Panel to Look at Foreclosure Practices (NYT)
A Senate panel will look at whether banks are exacerbating the foreclosure crisis by adding all kinds of fees and stuff for borrowers that are already struggling. The efficient markets believer in us finds this hard to believe -- that banks would do stuff to make foreclosures more likely. But on the other hand, if you know you're about to lose a borrower in the next month or two, maybe you would try to squeeze as much juice out of the lemon as you can. Good thing the Senate will get a definitive answer for us on this.
Calpers Chief To Step Down In Latest Exit (WSJ)
Time to make some real cash. CEO of Calpers Fred Buenrostro has decided to step down, and will likely pursue opportunities in the private sectors. Buenrostro had been at Calpers since 2002, and he says he has a good succession plan already in place, so nothing to worry about. Just a few days ago, the CIO of Calpers said he would leave to launch his own green fund (its California after all).
No Break in the Standoff of Microsoft and Yahoo (NYT)
Still no sign of action from either side, and still no talking -- at least according every single published report we've seen anywhere. If Microsoft and Yahoo are having secret talks, they're doing a damned good job of hiding it.
Deutsche Bank reports 1Q loss on $4.2 billion in write-downs (AP)
Another $4.2 billion, but only a $220 million quarterly loss for Deutsche Bank, so the writedown wasn't totally out of proportion with the rest of the quarter. Basically, they did worse than break even, but no losses into the billions. That's a victory. Also, worth noting that Deutsche Bank had telegraphed this result, so no real surprise either way.

Thrills! Chills! High Oil Prices! A Roller-Coaster Ride of Excitement! (Knowledge Problem)
Were you going to read today's NYT article about how spare capacity is running out in the oil market? Well before you do, Knowledge Problem offers a thorough fisking: "Wow, this article on international oil supply and demand from the New York Times is fascinating, and not in a good way. Did they fire the editors? It is like a bad action movie - fast-paced, a few colorful characters, far too many plot twists, and if you stop to think you spoil the effect. It just doesn't add up." Read the whole thing.
A poem for the West (Information Processing)

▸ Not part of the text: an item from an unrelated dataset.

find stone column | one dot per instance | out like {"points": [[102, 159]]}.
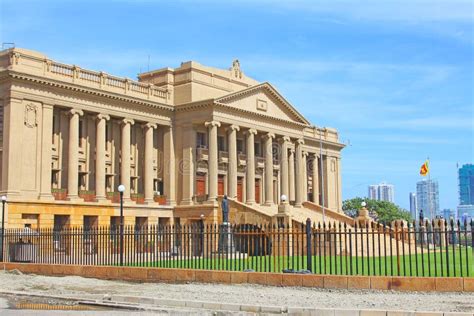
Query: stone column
{"points": [[315, 179], [187, 164], [299, 173], [269, 169], [101, 139], [148, 168], [291, 174], [73, 155], [232, 171], [46, 145], [125, 157], [169, 174], [212, 163], [305, 176], [250, 175], [285, 185]]}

We don't typically link to poetry here. Ok, this is probably the first time. But, it's a little bit of econ-related wordsmithing having to do with Chinese attitudes towards the west with respect to free trade. Most poets fail to really capture that correctly. This one did.
Is "Social Enterprise Software" An Oxymoron? (AVC)
Social media stuff, super hot, is being taken down its natural progression, as new startups emerge to sell it to businesses. Some worry that it's the whole B2B thing all over again, and that most "social software" doesn't really make sense in the enterprise. Does IBM need its own social network? Maybe. Anyway, Fred Wilson offers his characteristically astute points on the matter.
A Closer Look at Stadium Subsidies (American)
With the economy flagging, expect a lot of people to call for economic revitalization schemes that involve plopping a sports stadium in some downtown. This concept has been properly derided in the past for all kinds of reasons, but rest assured: they still don't work. A baseball stadium doesn't create this fountain of productivity and wealth. It's basically just a subsidy.